"TERIMA KASIH ATAS KUNJUNGAN ANDA, SEMOGA BERMANFAAT...!! SALAM"

Senin, 18 Januari 2010

Globalisasi dan Tantangan Pesantren di Pati


Salah satu bentuk pendidikan yang harus dan tetap di pertahankan dan dilaksanakan adalah pendidikan agama. Hal ini disebabkan karena pendidikan agama (Islam) merupakan usaha yang lebih khusus di tekankan untuk mengembangkan fitrah keberagamaan dan sumber daya insani agar mampu memahami, menghayati dan mengamalkan ajaran-ajaran Islam, yang mengilhami tujuan pendidikan nasional di Indonesia. Salah satu bentuk dan model pendidikan Islam di Indonesia adalah pesantren.
Pesantren adalah lembaga pendidikan Islam tradisonal, dimana seorang kyai merupakan figur sentral dari santrinya, kepatuhan mutlak para santri kepadanya, kesederhanaan cara hidup santri dan sebagai kajiannya adalah kitab-kitab klasik (kitab kuning).Kiai sebagai “Waratsat al-Anbiya’” pewaris para Nabi di samping memberi teladan juga harus memperhatikan pendalaman agama bagi para santrinya. Karena pendidikan agama itu sangat terkait dengan pendidikan akhlak dan budi pekerti. Setiap kiai atau pendidik pasti ingin mendidik  santri/peserta didiknya menjadi orang yang baik. Kurangnya perhatian dapat mengakibatkan hal-hal yang tidak diinginkan pada diri santri.
Pesantren sebagai lembaga tradisional Islam yang secara historis telah ada sejak tahun 1630 M hingga kini masih tetap bertahan.
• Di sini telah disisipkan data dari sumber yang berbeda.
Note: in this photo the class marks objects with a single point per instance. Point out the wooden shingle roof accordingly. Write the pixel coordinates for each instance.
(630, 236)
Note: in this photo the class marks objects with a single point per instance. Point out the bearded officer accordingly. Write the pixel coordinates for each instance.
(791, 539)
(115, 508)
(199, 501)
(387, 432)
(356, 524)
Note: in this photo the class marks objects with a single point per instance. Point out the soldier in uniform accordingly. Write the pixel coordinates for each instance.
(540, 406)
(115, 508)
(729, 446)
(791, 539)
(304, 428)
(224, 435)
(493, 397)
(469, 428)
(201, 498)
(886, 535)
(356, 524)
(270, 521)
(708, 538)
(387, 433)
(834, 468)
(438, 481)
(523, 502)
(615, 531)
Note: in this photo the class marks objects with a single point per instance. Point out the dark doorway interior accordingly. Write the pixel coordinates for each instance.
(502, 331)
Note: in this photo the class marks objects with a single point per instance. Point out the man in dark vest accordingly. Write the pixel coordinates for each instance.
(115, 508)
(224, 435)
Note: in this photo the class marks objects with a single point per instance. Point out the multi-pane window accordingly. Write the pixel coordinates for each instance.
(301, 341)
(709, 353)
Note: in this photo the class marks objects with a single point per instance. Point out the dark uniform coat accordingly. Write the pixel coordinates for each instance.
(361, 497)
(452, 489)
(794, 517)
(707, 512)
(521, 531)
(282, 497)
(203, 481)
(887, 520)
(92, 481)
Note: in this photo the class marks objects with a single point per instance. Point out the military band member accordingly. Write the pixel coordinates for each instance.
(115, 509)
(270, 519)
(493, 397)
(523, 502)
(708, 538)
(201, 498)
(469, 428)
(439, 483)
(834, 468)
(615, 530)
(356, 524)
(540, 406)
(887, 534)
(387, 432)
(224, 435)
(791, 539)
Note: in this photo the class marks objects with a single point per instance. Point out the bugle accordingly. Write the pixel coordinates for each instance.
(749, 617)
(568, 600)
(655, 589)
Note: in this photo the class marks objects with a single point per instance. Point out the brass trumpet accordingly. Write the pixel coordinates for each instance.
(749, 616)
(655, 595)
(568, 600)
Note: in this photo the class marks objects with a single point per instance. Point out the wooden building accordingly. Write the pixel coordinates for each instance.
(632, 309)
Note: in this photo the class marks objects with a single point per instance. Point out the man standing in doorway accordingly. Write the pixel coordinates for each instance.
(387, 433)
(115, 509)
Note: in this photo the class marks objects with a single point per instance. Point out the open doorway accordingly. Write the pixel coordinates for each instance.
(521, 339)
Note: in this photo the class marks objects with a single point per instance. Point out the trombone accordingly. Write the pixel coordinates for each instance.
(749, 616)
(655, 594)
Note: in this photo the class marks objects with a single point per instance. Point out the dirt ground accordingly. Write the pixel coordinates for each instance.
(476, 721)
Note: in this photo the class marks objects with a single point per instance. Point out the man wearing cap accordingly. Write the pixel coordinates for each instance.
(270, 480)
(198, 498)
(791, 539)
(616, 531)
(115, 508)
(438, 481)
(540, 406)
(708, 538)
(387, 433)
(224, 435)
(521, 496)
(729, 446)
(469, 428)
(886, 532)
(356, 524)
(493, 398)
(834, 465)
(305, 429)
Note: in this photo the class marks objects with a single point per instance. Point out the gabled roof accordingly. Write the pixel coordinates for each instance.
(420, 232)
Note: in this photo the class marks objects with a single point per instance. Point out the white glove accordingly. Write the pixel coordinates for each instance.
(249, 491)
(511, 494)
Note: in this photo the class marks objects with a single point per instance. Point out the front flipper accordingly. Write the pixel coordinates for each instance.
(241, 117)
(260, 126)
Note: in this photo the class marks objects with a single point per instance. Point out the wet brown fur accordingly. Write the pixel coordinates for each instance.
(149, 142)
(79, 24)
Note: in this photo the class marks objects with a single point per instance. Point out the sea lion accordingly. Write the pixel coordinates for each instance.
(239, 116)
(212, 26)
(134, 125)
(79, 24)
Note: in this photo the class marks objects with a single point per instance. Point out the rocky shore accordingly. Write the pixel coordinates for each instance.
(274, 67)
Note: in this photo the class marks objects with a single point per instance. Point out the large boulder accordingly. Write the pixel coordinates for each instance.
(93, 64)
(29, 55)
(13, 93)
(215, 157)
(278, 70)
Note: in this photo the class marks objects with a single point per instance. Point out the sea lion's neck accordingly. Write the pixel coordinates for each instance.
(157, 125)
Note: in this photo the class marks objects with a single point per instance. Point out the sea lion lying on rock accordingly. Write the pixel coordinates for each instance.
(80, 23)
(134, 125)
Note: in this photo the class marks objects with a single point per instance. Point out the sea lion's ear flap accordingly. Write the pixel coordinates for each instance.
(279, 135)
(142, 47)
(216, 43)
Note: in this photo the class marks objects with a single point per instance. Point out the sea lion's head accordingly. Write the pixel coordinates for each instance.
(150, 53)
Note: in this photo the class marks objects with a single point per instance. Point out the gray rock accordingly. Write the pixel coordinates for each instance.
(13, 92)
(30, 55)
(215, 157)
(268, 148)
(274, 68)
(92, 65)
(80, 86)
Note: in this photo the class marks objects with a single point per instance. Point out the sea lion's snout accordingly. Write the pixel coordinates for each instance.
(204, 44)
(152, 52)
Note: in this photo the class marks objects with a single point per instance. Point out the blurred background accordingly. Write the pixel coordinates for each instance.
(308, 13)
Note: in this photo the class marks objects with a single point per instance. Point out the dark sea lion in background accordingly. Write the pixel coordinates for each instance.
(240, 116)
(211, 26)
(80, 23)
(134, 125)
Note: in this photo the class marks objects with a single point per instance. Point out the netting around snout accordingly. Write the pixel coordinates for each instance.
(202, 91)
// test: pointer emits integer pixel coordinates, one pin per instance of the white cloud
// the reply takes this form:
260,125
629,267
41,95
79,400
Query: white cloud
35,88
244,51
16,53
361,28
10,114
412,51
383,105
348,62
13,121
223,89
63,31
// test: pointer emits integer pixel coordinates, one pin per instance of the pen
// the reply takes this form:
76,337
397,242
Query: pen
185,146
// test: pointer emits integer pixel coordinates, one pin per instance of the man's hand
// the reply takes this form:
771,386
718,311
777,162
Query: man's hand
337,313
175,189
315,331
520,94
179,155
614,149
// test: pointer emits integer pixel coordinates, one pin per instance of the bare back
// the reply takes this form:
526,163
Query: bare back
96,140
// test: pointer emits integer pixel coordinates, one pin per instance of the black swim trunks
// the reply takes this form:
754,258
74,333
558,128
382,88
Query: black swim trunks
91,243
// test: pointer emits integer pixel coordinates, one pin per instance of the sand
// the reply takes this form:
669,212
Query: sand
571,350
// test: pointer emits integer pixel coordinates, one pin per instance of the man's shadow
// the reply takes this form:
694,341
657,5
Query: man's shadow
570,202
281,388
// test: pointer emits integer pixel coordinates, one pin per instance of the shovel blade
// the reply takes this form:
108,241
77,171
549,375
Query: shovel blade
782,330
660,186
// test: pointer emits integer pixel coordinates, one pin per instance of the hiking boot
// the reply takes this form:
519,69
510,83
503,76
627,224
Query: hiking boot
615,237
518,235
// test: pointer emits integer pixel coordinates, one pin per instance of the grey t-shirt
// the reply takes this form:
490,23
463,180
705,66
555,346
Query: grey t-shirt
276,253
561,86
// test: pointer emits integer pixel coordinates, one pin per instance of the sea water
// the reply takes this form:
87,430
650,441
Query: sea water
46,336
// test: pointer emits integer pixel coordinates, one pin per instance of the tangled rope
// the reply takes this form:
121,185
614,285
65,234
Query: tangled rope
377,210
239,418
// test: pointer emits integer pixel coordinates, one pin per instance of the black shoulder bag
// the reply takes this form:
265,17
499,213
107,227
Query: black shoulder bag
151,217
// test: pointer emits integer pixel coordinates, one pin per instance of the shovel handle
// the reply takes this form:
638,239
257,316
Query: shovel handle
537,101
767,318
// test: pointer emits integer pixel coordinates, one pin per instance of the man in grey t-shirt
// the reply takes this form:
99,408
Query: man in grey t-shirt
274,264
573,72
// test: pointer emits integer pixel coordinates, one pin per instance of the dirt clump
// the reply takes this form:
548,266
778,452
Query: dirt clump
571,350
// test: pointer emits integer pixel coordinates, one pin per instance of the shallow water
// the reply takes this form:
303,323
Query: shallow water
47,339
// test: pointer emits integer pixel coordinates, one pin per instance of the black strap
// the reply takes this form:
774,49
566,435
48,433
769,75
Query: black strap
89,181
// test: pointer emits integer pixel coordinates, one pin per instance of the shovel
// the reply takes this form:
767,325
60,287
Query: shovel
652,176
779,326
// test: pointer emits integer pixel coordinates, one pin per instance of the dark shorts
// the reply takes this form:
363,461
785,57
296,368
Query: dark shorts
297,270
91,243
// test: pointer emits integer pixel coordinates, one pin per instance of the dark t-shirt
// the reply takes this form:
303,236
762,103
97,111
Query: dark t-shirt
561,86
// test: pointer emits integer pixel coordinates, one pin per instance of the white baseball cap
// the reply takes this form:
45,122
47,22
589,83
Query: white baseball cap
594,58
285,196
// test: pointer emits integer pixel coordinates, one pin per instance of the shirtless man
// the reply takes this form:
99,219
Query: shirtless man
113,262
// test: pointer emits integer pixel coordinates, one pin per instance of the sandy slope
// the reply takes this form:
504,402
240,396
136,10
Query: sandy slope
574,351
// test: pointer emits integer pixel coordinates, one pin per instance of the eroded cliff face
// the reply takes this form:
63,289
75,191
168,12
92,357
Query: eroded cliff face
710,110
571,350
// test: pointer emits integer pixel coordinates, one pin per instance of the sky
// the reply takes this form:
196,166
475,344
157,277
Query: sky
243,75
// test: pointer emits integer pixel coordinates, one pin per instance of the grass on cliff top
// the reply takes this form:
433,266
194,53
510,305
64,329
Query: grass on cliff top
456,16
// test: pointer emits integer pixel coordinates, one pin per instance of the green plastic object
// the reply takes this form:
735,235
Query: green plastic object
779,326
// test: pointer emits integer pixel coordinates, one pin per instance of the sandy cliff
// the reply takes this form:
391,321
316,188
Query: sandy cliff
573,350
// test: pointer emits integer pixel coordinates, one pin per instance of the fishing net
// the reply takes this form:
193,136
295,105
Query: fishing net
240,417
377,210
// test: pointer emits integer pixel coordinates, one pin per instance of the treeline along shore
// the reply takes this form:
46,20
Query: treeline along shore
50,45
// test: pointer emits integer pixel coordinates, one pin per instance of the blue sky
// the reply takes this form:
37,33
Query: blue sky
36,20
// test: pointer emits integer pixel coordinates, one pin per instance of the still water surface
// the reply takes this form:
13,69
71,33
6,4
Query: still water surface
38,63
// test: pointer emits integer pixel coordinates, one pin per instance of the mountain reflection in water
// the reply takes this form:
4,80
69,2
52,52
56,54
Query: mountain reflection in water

Eksistensi pesantren semula banyak dijauhi oleh kalangan modernis. Hal ini disebabkan karena mereka larut dalam anggapan bahwa tradisionalisme diartikan statis dan tak berkembang. Perkembangan selanjutnya justru terbalik, karena lembaga pesantren jutru eksis dan dialektis dengan situasi dan kondisi bangsa bahkan telah menjadi sub kultur.
Menurut Laode Ida bahwa pesantren adalah lembaga pendidikan tradisional karena adanya tiga ciri yang membuat pesantren pada umumnya termasuk kategori lembaga pendidikan tradisional. Pertama, karena mengembangkan pemikiran empat madzhab (Maliki, Hanafi, Syafi’i dan Hambali). Kedua, Pola hubungan kyai dan santri yang tidak demokratis dan ketiga, sikap pesantren yang tidak akomodatif terhadap budaya modern.
Penilaian ini didasari tidak secara komprehensip tentang lingkungan pesantren, dan sering kali penilaian terhadap pesantren sangat subjektif karena pesantren belum dikaji secara menyeluruh. Pesantren tampak dengan sendirinya tumbuh, berkembang serta telah banyak menyumbangkan pembaharuan untuk masyarakat luas. Wajar sekali, bilamana out put pesantren menjadi marketable di tengah kehidupan masyarakat. Dari kawahnya sebagai objek studi telah lahir doktor-doktor dari berbagai disiplin ilmu, mulai antropologi, sosiologi, pendidikan, politik, agama dan sebagainya. Partisipasi sosial dengan nyata ditunjukkan dalam bentuk aktifitas kultural yang berangkat dari sense of responsibility terhadap problema lingkungan sekitar, terutama sektor agama yang dijadikan prioritas garapannya.
Selama ini, di Pati masih muncul dikotomi Pati Selatan-Utara untuk menunjuk perbedaan “sosiokultural”. Pati di bagian selatan lebih dikenal dengan tradisi Jawa Petani abangan yang selama ini kondisi sosial ekonominya relatif tertinggal. Diberkahi dengan hamparan lahan pertanian yang luas, warga di Pati bagian selatan menyandarkan kehidupan bertani sebagai mata pencaharian utama.  Lahan pertanian pati selatan yang sering digempur banjir mengakibatkan makin tingginya budaya migrasi, daerah ini miskin pemuda karena lebih suka bertandang ke kota besar untuk merebut kesejahteraan sebagai buruh pabrik, bangunan dll, sebagian lagi ke luar negeri bekerja sebagai TKI.
Disisi yang lain, Pati bagian utara dirasakan lebih unggul secara ekonomi dan sosial. Selain itu, pati utara juga terkenal dengan citra santri yang menjadi benteng identitas Islam di Pati. Terlepas dari kategori sosial yang digunakan oleh Clifford Geertz, bahwa kategori santi adalah mereka yang taat pada ajaran Islam, melainkan disini lebih khusus, yaitu kalangan Nahdlatul Ulama yang identik dengan tradisi pesantren. Di daerah pati utara ini seperti di kecamatan Margoyoso, Tayu, Dukuhseti banyak dijumpai pondok-pondok pesantren yang masih bertahan sebagai basis pendidikan Islam. Bahkah desa Kajen- Margoyoso terkenal dengan sebutan desa santri.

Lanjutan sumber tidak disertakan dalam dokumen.